Thank you, amore ac studio, for that item from the Economist. It sums things up concisely. The world IS NOT a zero sum game, and it never will be.

I invested some hard work to pay for this glass…

Heh, heh, heh.

It depends on how you look at it. If your glass is full, and you intend on drinking it, and while doing so you pause half way through, your glass is now half empty because the intention was to consume it.

Now if you’re filling your glass, and half way through you pause, the glass is half full because the intention is to fill it.
What I said has nothing to do with what you all are talking about though.

Hey look - what’s that coming in from left field?

I don’t think the phrase or the sentiment behind it, whether applied to Americans or not, is “Me, me, me’ism” or wanting something given to them.
I see it as, not entitlement, but more in the vein of busting your ass to get the biggest and the best. So the bigger glass that is completely full is not a handout scooped from the mouths of starving poor, but a reward for which you worked.

The optimist says “the glass is half full.”

The pessimist says :the glass is half empty."

Papa Bear says “who’s been drinking out of my glass?”

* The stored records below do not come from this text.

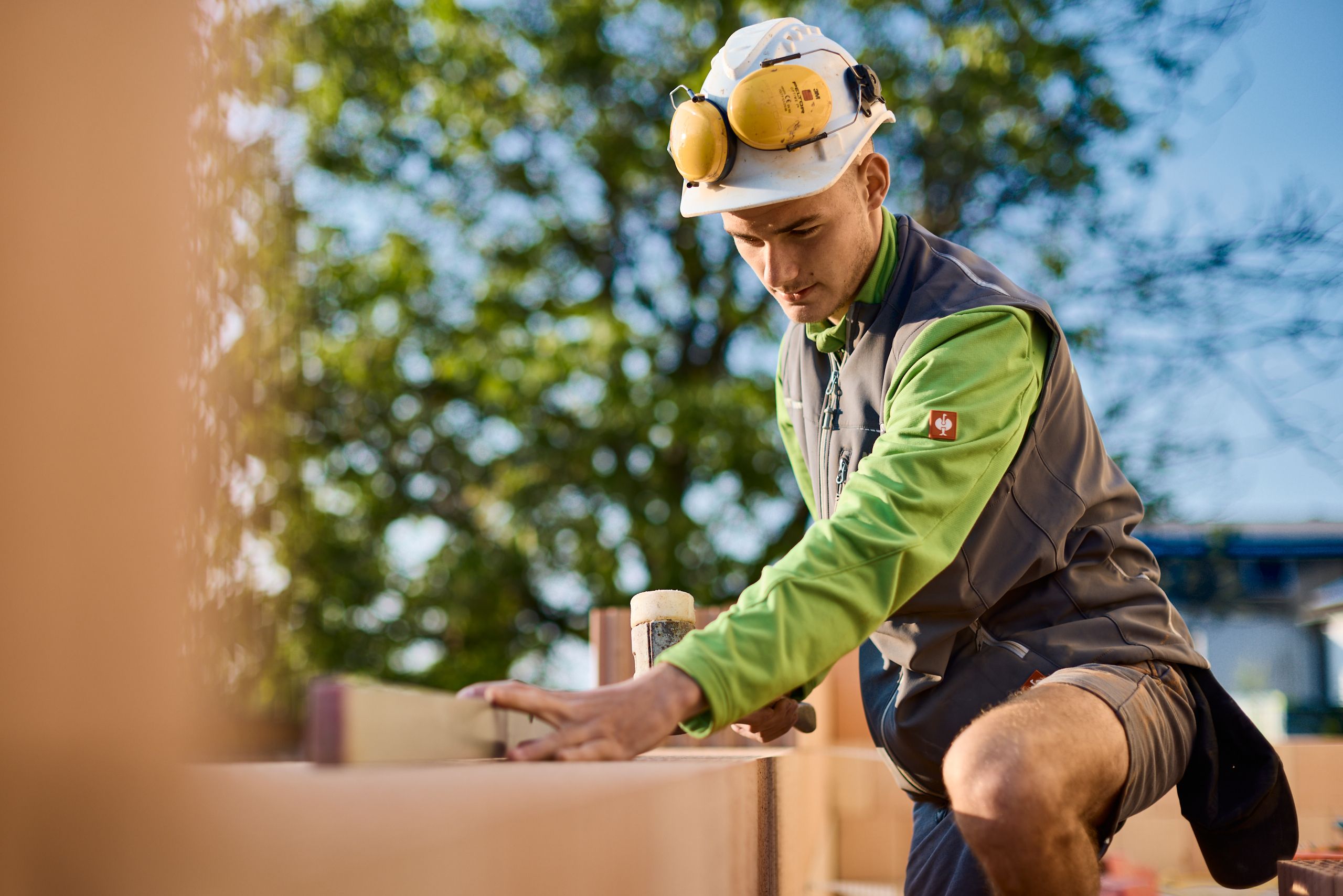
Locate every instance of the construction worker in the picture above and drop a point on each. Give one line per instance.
(1022, 671)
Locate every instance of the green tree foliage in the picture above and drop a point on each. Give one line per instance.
(500, 379)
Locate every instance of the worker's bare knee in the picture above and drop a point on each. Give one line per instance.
(996, 772)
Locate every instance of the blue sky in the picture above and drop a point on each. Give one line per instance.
(1284, 126)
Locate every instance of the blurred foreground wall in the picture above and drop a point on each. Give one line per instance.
(93, 484)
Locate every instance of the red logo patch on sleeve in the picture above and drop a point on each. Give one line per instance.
(942, 425)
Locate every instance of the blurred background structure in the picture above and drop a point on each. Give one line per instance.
(484, 378)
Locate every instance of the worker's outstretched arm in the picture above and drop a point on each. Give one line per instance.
(900, 520)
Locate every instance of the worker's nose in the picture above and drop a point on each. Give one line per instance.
(781, 269)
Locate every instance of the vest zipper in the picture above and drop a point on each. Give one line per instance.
(828, 414)
(830, 406)
(982, 637)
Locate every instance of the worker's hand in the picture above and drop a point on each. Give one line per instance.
(614, 722)
(770, 722)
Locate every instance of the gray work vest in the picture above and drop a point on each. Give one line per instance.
(1051, 574)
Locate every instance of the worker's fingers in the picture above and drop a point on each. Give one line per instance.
(550, 706)
(747, 731)
(602, 749)
(548, 746)
(477, 691)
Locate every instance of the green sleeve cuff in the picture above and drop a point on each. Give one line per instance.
(712, 687)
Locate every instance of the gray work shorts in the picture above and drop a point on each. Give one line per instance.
(1157, 711)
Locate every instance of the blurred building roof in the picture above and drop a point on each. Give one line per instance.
(1279, 540)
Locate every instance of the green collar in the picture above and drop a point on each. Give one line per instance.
(830, 338)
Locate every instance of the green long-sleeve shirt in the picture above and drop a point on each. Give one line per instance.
(900, 520)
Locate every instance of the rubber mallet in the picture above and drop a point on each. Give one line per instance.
(660, 620)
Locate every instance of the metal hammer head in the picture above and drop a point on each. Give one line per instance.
(657, 621)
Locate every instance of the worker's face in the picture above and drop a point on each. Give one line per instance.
(810, 253)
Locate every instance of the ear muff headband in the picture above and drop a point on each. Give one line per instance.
(776, 108)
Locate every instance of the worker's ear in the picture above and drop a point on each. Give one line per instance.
(873, 180)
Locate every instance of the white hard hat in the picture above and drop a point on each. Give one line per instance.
(766, 176)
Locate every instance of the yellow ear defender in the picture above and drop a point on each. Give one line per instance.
(776, 108)
(703, 147)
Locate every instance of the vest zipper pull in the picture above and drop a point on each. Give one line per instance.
(832, 399)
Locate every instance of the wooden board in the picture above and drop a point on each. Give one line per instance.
(353, 720)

IMHO, the problem is that nobody’s CONTENT with half a glass. Take the local newscasters:

Last year we had a 3 foot blizzard and they bitched about the snow.

This year the weather’s great and they’re bitching about the lack of moisture.

If ya can’t be happy with the amount of milk ya got, I’ll take it from ya and REALLY give ya something to cry about!

If you’re looking for something to blame, I’d suggest the '80s, otherwise known as “The Me Decade.” Ronald Reagan sold people the voodoo economics myth, that it’s possible to lower taxes and increase spending without having to pay any sort of a price. You can’t, of course, but people got addicted to getting more stuff without paying for it, and now nobody wants to lift their snout from the trough long enough to ask, “Who’s paying for all this?”

Or, as the '80s movie Wall Street put it, “Greed is good.” It isn’t, but no one wants to hear it.